Freeing the Mind from the Monkey

Prelude

Doing Science is the most exciting activity I could imagine doing. The intellectual endeavor of using creativity to explore and connect novel ideas just feels...very...good. The deeper understanding of reality that arises from this exercise generates a visceral surge of excitement that I cannot replicate doing something else. Of course, the transformative power of associating ideas to change one's point of view of the world is not exclusive to science. I truly believe that it's traversal to all knowledge producing enterprises of our species - from art, philosophy, religion, and so on. But science works best for me. However, unfortunately, the intellectual part of it often comes short in the actual job of “doing science”. The pressure and time spent in implementing, polishing and sharing one's Eureka moments is substantial. In between writing grants and papers, and more grants and re-writing those papers, one is often left with little time to just think. Additionally, there is great pressure for a scientist to increasingly specialize to very specific niches, which – at least for me – generates a feeling of mental saturation or boredom. As John Naisbitt put it, “sometimes I found myself drowning in information but starved for knowledge.”

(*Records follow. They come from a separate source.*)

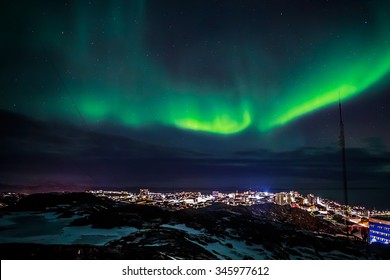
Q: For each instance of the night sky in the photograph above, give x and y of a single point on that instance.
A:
(200, 95)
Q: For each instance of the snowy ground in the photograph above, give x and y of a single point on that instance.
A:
(47, 228)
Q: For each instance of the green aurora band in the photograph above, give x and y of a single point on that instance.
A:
(141, 91)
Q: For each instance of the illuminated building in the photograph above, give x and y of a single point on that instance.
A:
(379, 230)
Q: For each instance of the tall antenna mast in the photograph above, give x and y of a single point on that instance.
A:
(344, 163)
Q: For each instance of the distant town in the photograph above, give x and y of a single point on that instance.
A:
(364, 224)
(361, 223)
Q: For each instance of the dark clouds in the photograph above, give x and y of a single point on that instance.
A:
(38, 153)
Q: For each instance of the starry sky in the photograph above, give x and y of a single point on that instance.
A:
(206, 94)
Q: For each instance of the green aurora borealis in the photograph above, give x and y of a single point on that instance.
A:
(116, 73)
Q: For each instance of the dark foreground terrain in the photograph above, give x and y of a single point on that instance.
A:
(82, 226)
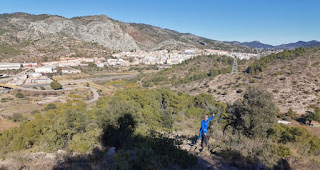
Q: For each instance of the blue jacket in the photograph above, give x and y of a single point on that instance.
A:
(204, 126)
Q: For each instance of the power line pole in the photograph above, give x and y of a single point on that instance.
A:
(235, 66)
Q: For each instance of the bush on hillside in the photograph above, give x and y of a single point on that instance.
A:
(50, 107)
(255, 114)
(55, 85)
(19, 95)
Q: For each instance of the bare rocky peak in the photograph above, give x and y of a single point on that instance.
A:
(104, 31)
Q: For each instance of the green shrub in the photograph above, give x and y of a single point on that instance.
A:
(19, 95)
(255, 114)
(55, 85)
(50, 106)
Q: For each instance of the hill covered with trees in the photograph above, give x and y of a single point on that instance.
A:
(137, 123)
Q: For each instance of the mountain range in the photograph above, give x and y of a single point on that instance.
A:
(31, 36)
(257, 44)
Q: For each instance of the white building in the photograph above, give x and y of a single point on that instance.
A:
(39, 80)
(46, 69)
(29, 65)
(10, 66)
(100, 65)
(114, 62)
(69, 70)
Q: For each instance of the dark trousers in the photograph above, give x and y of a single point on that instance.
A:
(204, 140)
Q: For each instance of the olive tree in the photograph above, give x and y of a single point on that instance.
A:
(255, 114)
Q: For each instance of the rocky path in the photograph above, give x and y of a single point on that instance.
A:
(205, 162)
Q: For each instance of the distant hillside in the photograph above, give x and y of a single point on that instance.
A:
(290, 75)
(257, 44)
(30, 37)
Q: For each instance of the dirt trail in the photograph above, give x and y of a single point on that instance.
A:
(211, 161)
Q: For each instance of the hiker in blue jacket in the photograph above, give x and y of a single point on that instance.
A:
(204, 131)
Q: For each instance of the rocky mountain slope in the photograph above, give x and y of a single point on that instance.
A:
(293, 81)
(31, 36)
(257, 44)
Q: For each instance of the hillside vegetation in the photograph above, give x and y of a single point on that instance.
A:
(199, 68)
(135, 120)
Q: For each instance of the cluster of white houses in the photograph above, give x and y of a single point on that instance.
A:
(159, 57)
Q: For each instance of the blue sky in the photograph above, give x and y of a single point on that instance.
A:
(269, 21)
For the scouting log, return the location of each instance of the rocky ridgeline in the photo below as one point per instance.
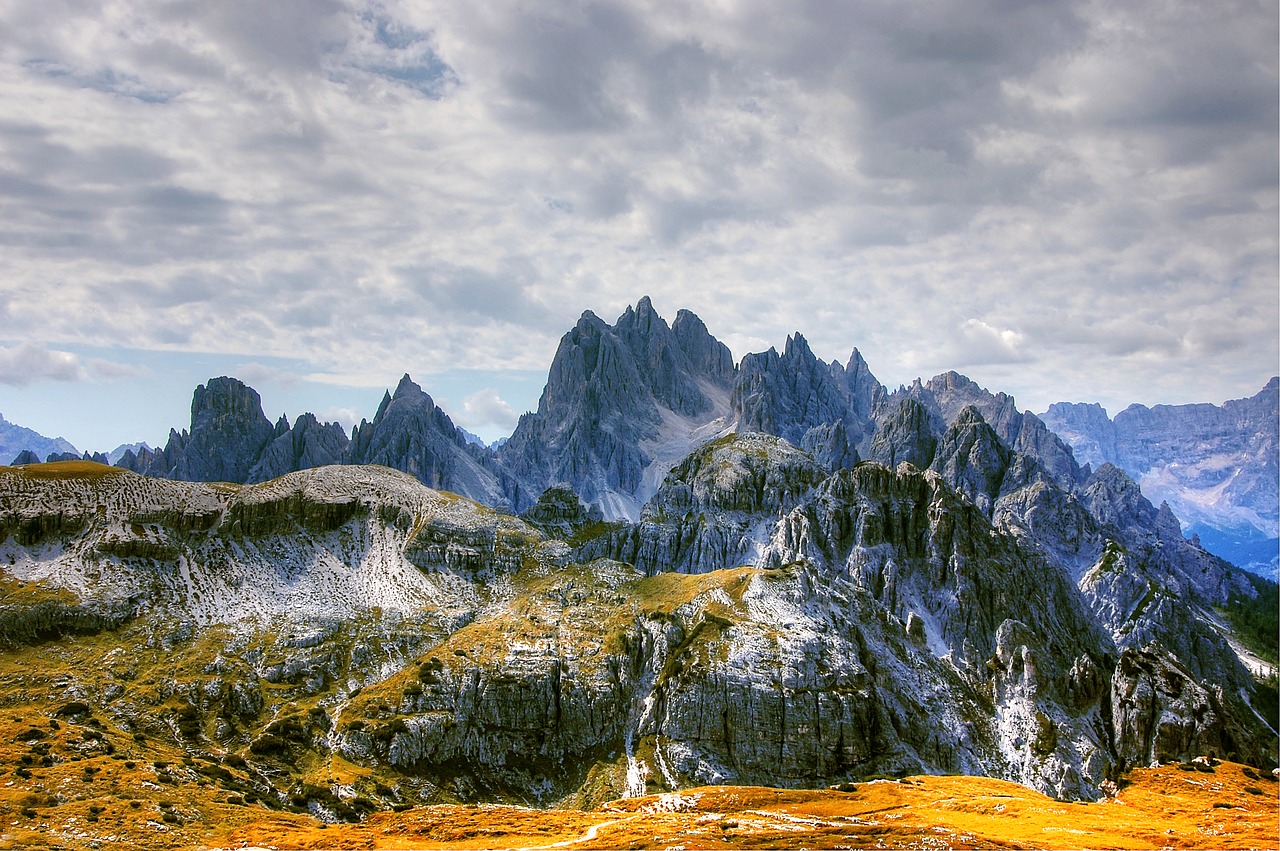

And that is the reason why I decided to start this blog. I hope it will work as my intellectual oasis in the desert that science can sometimes be. I want to write and explore topics that I am interested about in a faster, flexible and most of all more relaxed format than the scientific paper. This space will serve as a repository of ideas that I feel worth writing about (and hopefully also for others to read, of course). A final note on the title of the blog: “Freeing the Mind from the Monkey” is a sentence coined by late ethnobotanist and psychonaut Terence Mckenna. He argued that technology is the real skin of our species, not our monkey bodies. We make our world by applying mental filters to transform matter into buildings, cars, computers, etc. This new world that we shape is only limited by our imagination. Mckenna predicted that our monkey body will carry our minds up until a stage where technology would release us from the limitations of its shell, and push ourselves into pure imagination à la Williams Blake. On a literal interpretation of his thoughts, I am fascinated by the possibility that science and technology will reach a stage one day, where our species will be able to turn inwards and experience a reality only limited by our imagination. On a more metaphorical note, I see my job as scientist as my monkey body and this blog as a space where I can let my imagination run free.